Singleton is the youngest in the group at 16, and offers the music room in his home where the band practices.
“My dad taught me to play,” said Singleton, “but I think I’m better than him now.” Already tighter then many bands with a lot more years under their belts, Friday’s show will feature about eight or so originals, and the rest covers.
Their overall sound trips through the decades with Brit-pop influences, a handful of old-school classic rock staples: “Psycho Killer,” “Blister in the Sun,” and even “Can’t You See,” but most of the covers fall into the alt-rock and college rock genres.
From artists with mass appeal, The Harvest covers the Alabama Shakes, Modest Mouse, Kings of Leon, The Black Keys, The White Stripes, etc. But the band’s originals are really where The Harvest shines. Very listenable, pop and alt-rock tunes, some with tight three-part harmonies, are delivered by appealing, engaging young men; and if that’s not a good head start and a recipe for success, then what is?

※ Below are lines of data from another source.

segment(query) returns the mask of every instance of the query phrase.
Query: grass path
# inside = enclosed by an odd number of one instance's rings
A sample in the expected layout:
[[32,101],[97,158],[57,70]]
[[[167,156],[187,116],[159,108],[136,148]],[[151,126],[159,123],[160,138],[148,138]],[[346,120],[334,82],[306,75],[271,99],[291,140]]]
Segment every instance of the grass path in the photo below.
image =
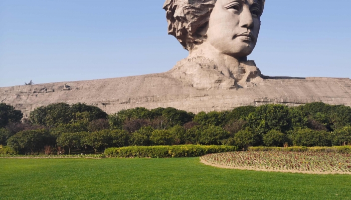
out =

Growing up on Porcher Drive, one block from the ocean, it’s not surprising that an element of surf-rock is evident in their sound. Nesmith operates his electric guitar pedal board, filled with choruses, phase shifters and overdrives, like a pro, creating sweeping vistas of chordal music, and simple, melodic and plucky riffs.
Singleton has tone, too, and showcased a near-perfect George Harrison guitar intro to “Day Tripper.” Solid bass-playing from James, 23, and steady beats with tasteful fills from Rateliff, 24, round out the sound these guys have been developing for the last six months.
The band plans to record a full-length original project in March with Ed Dennis at Atlantic Coast Recording.
“About a third of the original songs we do came out of a jam and are a collaboration from everybody,” said Nesmith, 24, and the oldest in the group. He played briefly with local act Jukebox Elly before moving to upstate New York. Back in town, he seems to lead The Harvest with a friendly, soft touch, and brings most of the song writing, lead vocals and front man duties to the table.
His interesting tenor voice is still young, but dead-on pitch-wise, lending a charismatic, youthful sound to the material, whether a jangley punk-pop original, or a well-known cover. Naturally they’ll discover some songs and styles will work better for their skills and lineup than others, but finding out which in a sea of rock ‘n’ roll options is most of the fun.
“We hope it will be packed at Hurricane Maggie’s,” said Nesmith. “That’s our local watering hole.”
So what about the future?
“Eventually we’d like to go on tour, do that whole thing.”